Glycoslyated Angiotensin 1-7 as novel treatment for cognitive impairment
Meredith Hay
Founder and CSO, ProNeurogen
Hundreds of peptide transmitters are produced in the central nervous system (CNS) and wide range of brain functions, including analgesia, reward, food intake, metabolism, reproduction, social behaviours, learning and memory. These peptides influence cell behaviour and brain function in a variety of contexts, but their short serum half-lives have prevented the use of peptides neurotransmitters as CNS drugs. Peptide-based drugs offer significant advantages in that they bind with exquisite specificity to in vivo targets, resulting in exceptionally high potencies and relatively few off-target side effects as they mimic the endogenous ligand.

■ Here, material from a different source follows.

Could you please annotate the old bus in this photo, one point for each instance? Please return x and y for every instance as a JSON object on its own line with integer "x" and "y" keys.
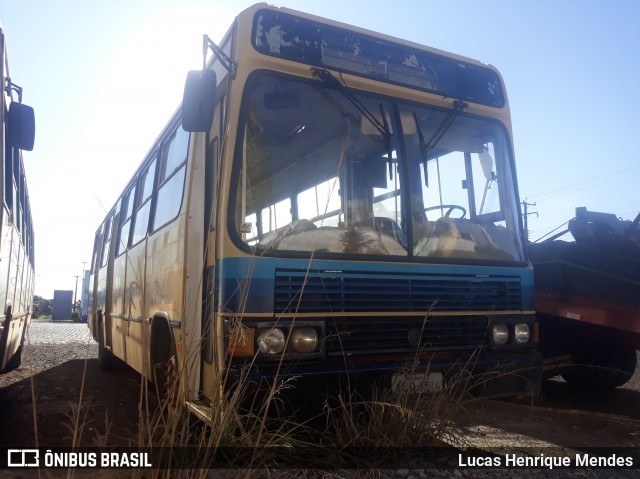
{"x": 326, "y": 201}
{"x": 17, "y": 130}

However, they often possess poor metabolic stability, membrane permeability, pharmacokinetics and pharmacodynamics (PK/PD). One peptide of particular interest is Angiotensin 1-7 (Ang 1-7).

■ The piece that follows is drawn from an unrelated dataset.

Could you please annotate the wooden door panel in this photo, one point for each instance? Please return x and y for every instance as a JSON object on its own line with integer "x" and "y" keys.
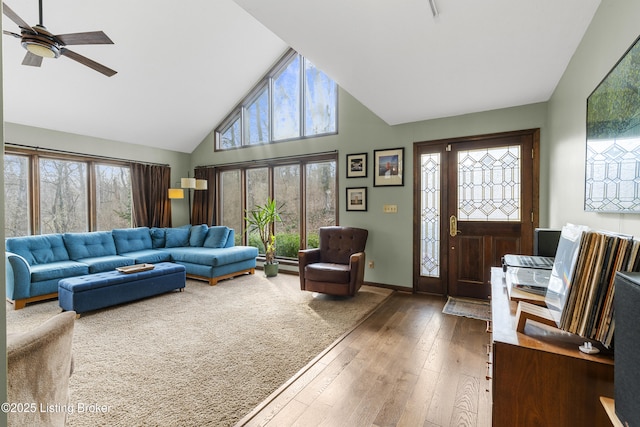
{"x": 498, "y": 213}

A growing body of evidence indicates that decreased brain blood flow, increased ROS and pro-inflammatory mechanisms accelerate the progression of neurodegenerative diseases such as vascular dementia and Alzheimer’s disease (AD). Our comprehensive ProNeurogen and University of Arizona team has developed a novel approach to take advantage of the antinflammatory and neuroprotective nature of the G-protein linked Mas receptor and its agonist Ang-(1-7). Within the brain, the Mas receptor is expressed on neurons, microglia and vascular endothelial cells and activation of Mas decreases ROS and brain inflammation, increases cerebral circulation via increases in endothelial NO release and inhibits hypoxia-inducing factor. Because the Mas receptor is found in high quantities within the hippocampus and perirhinal cortex as well as in vascular endothelial cells, Ang-(1-7) will be particularly effective in targeting memory impairments associated with hypoxia and inflammation-related neurodegenerative disease and patients at risk for AD.

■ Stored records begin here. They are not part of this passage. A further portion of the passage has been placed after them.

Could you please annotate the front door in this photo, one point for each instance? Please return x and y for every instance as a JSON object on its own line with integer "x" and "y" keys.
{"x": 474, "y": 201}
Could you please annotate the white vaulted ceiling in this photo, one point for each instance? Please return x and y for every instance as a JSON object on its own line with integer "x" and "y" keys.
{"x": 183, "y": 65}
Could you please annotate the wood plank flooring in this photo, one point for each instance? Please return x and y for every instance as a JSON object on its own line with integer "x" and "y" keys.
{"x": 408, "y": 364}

We have synthesized a series of glycosylated Ang 1-7 derivatives which have improved serum stability and improved brain penetration. We have identified 2 lead compounds that selectively activate the MasR, inhibit reactive oxygen species production and increase endothelial nitric oxide release. To assess the ability of our glycosylated Ang 1-7 to affect brain function, we employed our novel mouse model of systemic inflammation induced cognitive impairment in mice with heart failure (HF). Mice with 12 weeks of HF were given 28-day subcutaneous daily injections of Ang 1-6-Ser-OGlc-NH2. We then measured spatial memory performance and object recognition as determined by the Morris Water Maze test (MWM) and novel object recognition test (NOR), respectively. The NOR test was conducted 3 days after the last injection and the MWM memory task was conducted 5 days after the last injection. Treatment with Ang 1-6-Ser-OGlc-NH2 reversed HF induced memory impairment. Treated animals (n=11) showed significantly (p= 3.6x10-5 , ANOVA, Bonferroni post hoc test ) improved corrected integrated path length (CIPL) score between day 1 and day 4 of the task as compared to HF-saline (n=11) treated animals (HF-saline Day 1 M = 36.0, SD 16.6, Day 4 M = 27.8, SD 19.8; HF- Ang 1-6-Ser-OGlc-NH2 Day 1 M = 37.1, SD 16.5, Day 4 M = 21.6, SD 15.5; Control-saline Day 1 M = 29.2, SD 18.8, Day 4 M = 13.9, SD 15.0). These results demonstrate that systemic treatment with Ang 1-6-Ser-OGlc-NH2 Ang-(1-7) rescues cognitive function in models of inflammation induced cognitive impairment such as heart failure and may be a novel therapeutic strategy to treat vascular dementia.